Originalism, Commas, and the Second Amendment

There is a concept in US Constitutional Law called originalism, which says that one should read the US Constitution literally, down to the last comma, to divine and adhere to what the Constitution's authors meant.  This line of thought says that the Constitution is a dead document, incapable of evolving with the times, except by the brute force of a Constitutional Amendment.  I find this concept similar to the one that says one should base morality on a literal reading of a religious text, such as the Bible.  Things have changed a lot in the last few thousand years, so even if you believe the Bible was a perfect source of morality back then, I hope, gentle reader, you agree that some things in it are out of date.

 
So it was some interest that I read this rather pedantic sounding Opinion piece in the New York Times called Clause and Effect, by Adam Freedman.  His point is that people who have been trying to interpret the Second Amendment to the US Constitution, the one usually called the right to bear arms, may have it all wrong because 
"In the 18th century, punctuation marks were as common as medicinal leeches and just about as scientific...Often, the whole business of punctuation was left to the discretion of scriveners, who liked to show their chops by inserting as many varied marks as possible."

The Amendment is usually written
A well regulated Militia, being necessary to the security of a free State, the right of the people to keep and bear Arms, shall not be infringed.
This is very confusing, especially because of the commas.  Does the first part of the sentence modify "the right of the people to keep and bear Arms, shall not be infringed"?  He argues yes, and what they probably meant was  
 
“Because a well regulated militia is necessary to the security of a free state, the right of the people to keep and bear Arms shall not be infringed.”
  
He might be right, he might be wrong.  But what we need to do is be guided by the basic principles of the Constitution and apply them to today's world.  Today there are weapons no individual should have, weapons whose possession diminish the security of the state and its citizens.  It seems pretty clear to me that limiting use of such arms is consistent with the spirit of the Second Amendment.  We can debate where to draw that line another time, but let us at least agree that there is a line, and that the right to bear arms is not absolute, independent of what the commas in the statute mean.
 
And more broadly, let us always use common sense and context when basing a decision on any moral or legal source.

2 comments:

Anonymous said...

Another way of reaching your conclusion: given that nothing human-created is perfect or unchangeable, literal originalism is basically a cargo cult that worships icons of airplanes built from twigs.

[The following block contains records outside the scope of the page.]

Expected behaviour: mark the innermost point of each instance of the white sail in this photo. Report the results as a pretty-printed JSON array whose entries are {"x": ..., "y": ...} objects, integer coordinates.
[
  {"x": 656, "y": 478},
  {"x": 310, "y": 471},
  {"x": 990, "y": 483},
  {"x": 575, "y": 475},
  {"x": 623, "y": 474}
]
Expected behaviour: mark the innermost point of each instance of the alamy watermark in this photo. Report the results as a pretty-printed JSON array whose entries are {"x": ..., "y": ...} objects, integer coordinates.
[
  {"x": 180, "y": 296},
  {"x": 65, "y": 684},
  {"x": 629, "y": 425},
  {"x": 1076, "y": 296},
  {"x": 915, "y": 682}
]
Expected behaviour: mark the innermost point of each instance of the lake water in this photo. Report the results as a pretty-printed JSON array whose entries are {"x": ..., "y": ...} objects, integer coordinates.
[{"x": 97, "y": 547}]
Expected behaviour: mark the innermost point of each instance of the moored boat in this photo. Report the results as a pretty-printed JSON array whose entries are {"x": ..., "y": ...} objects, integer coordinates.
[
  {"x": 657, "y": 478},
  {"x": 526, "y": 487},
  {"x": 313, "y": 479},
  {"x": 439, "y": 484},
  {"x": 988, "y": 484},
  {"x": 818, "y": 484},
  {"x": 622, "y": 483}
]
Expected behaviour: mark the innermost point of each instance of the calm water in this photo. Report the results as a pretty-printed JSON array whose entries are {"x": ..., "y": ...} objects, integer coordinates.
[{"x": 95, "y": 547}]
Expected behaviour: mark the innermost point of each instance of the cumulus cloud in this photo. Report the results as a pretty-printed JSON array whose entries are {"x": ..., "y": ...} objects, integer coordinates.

However, I am in favor of reading the 2nd Amendemnt to allow, without restriction, anyone to keep an eighteenth-century musket in their home.

eyesopen said...

I agree that nothing that humans create is perfect (in fact I'd argue that perfection itself is impossible), but there are those who will argue, for example, that humans who wrote the Bible were guided by God, and thus exempt from our usual lack of perfection. It would be an understatement to say that I don't find that argument compelling.

But I argue that even if one believes that the writers of the Bible or the writers of the Constitution were deities, one STILL shouldn't practice orginalism because a document 'perfect' for 2000 years ago or 200 years ago will not be 'perfect' today.